Under a new regulation adopted Thursday, 33 percent of California's electricity would come from renewable sources by 2020.

The target, approved by the Air Resources Board, is expected to reduce greenhouse gas emissions by the equivalent of 12 million to 13 million metric tons of carbon dioxide per year in 2020.

"The Renewable Electricity Standard means cleaner energy for California's households and businesses," said board Chairwoman Mary Nichols in a statement.

"This standard is going to further diversify and secure our energy supply while also growing California's leading green technology market, which will lead to cost savings for consumers."

The regulation will follow interim targets, starting with 20 percent for 2012-14, 24 percent for 2015-17, 28 percent for 2018-19 and 33 percent for 2020 and beyond.

The board said by 2020, the cost of implementing the regulation would be $2.5 billion. That would increase energy costs less than 1 cent per kilowatt hour.

California Gov. Arnold Schwarzenegger welcomed the new standard, saying, "With this long-term energy policy, California will continue to lead the transition to a clean-energy future and away from being so dependent on the volatile prices and harmful emissions of dirty oil and coal," Environment News Service reports.

There are now more than 200 renewable energy projects looking to build and do business in the state, Schwarzenegger added.

Just Wednesday, the California Energy Commission approved the Ivanpah Solar Electric Generating System project in the Mojave Desert, the fourth large-scale solar power facility in the state to get the green light during the past month.

But some business and consumer organizations are concerned that the new ruling could result in higher utility bills.
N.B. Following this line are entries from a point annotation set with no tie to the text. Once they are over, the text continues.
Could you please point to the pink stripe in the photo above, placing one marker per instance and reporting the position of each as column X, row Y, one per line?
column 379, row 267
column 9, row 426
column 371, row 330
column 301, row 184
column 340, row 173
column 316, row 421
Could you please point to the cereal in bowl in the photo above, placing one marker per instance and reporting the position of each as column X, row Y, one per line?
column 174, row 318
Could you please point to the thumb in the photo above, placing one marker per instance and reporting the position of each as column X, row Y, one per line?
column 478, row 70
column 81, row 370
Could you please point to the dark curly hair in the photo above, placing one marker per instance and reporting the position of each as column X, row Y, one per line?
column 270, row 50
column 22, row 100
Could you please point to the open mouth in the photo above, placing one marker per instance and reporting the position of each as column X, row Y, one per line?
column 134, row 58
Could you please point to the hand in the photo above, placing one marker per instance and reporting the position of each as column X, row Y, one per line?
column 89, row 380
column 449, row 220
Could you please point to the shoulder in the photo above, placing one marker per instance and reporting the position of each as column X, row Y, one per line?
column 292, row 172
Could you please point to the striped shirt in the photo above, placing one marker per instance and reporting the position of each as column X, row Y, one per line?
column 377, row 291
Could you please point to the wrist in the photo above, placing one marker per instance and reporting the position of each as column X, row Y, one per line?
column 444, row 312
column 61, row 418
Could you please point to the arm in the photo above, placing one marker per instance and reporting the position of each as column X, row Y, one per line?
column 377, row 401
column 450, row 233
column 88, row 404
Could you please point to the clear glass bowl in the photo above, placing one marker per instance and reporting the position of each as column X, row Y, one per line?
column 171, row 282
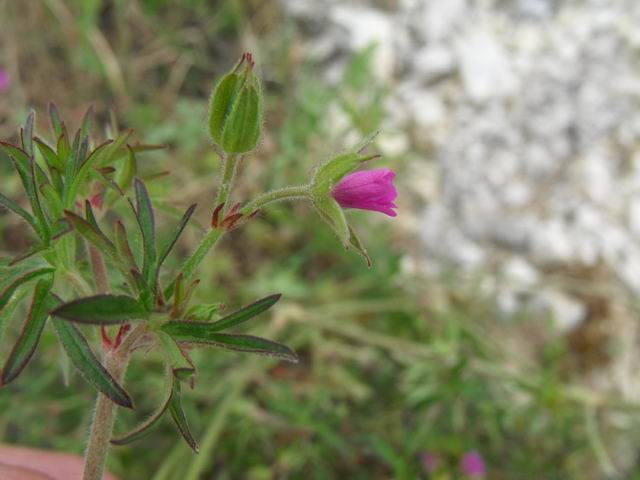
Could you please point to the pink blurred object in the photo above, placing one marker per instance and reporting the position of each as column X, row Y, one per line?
column 472, row 465
column 5, row 82
column 430, row 461
column 368, row 190
column 21, row 463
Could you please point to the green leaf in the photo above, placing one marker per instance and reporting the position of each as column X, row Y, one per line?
column 5, row 296
column 88, row 365
column 118, row 143
column 83, row 171
column 15, row 208
column 6, row 314
column 29, row 337
column 63, row 148
column 91, row 218
column 87, row 122
column 166, row 249
column 102, row 310
column 331, row 212
column 358, row 246
column 52, row 200
column 144, row 211
column 201, row 333
column 123, row 248
column 61, row 227
column 245, row 313
column 29, row 252
column 179, row 362
column 146, row 427
column 26, row 171
column 177, row 413
column 23, row 161
column 128, row 170
column 91, row 234
column 49, row 155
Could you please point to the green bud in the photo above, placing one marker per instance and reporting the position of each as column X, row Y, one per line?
column 327, row 174
column 235, row 118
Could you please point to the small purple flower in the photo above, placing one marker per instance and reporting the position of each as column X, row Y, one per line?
column 368, row 190
column 430, row 461
column 4, row 81
column 472, row 464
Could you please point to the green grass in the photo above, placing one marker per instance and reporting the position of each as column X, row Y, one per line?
column 391, row 367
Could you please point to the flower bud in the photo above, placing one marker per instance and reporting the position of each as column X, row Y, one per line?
column 235, row 118
column 328, row 174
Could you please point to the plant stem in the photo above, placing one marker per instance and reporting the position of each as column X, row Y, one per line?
column 99, row 270
column 229, row 166
column 287, row 193
column 105, row 413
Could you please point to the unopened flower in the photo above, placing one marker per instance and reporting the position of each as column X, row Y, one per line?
column 235, row 118
column 368, row 190
column 5, row 82
column 472, row 464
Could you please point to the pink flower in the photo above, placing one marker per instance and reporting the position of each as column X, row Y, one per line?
column 368, row 190
column 472, row 464
column 4, row 81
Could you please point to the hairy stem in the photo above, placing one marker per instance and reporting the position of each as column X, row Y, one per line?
column 229, row 166
column 99, row 270
column 105, row 413
column 287, row 193
column 192, row 263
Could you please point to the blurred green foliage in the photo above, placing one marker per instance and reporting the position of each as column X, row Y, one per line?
column 389, row 369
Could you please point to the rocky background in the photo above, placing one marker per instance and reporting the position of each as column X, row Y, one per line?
column 520, row 126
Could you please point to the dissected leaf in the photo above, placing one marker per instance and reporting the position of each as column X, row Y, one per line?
column 5, row 296
column 166, row 249
column 201, row 333
column 331, row 212
column 93, row 236
column 15, row 208
column 103, row 309
column 87, row 122
column 245, row 313
column 180, row 363
column 31, row 331
column 87, row 364
column 27, row 173
column 144, row 211
column 123, row 248
column 177, row 413
column 6, row 314
column 29, row 252
column 357, row 244
column 27, row 133
column 56, row 122
column 52, row 200
column 83, row 171
column 146, row 426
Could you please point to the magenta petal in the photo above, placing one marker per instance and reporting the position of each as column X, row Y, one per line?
column 473, row 464
column 4, row 81
column 368, row 190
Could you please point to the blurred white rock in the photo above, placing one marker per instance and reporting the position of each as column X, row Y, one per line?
column 434, row 61
column 566, row 312
column 485, row 66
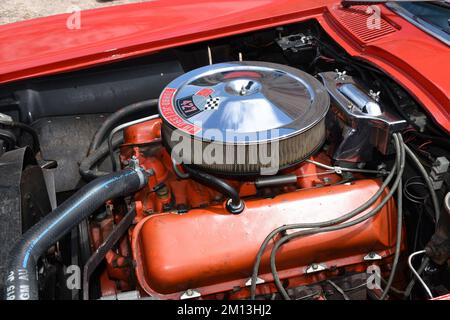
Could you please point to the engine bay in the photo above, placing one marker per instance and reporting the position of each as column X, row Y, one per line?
column 270, row 165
"There must be a safety valve to protect retail customers," said Matthew Freedman, an attorney at San Francisco's Utility Reform Network, in a statement.

The regulation also allows utilities to buy renewable energy credits to meet their entire requirements, instead of actually generating energy from renewable sources. The credits would pay for renewable energy generated in other states or even other countries such as Canada or Mexico.

That means California utilities could still generate power using coal, oil or gas, said Laura Wisland, energy analyst at the Union of Concerned Scientists, Environment News Service reports.

"California doesn't get any power for that purchase, so we get no greenhouse gas reduction benefits, no air quality improvements and no clean jobs," she said.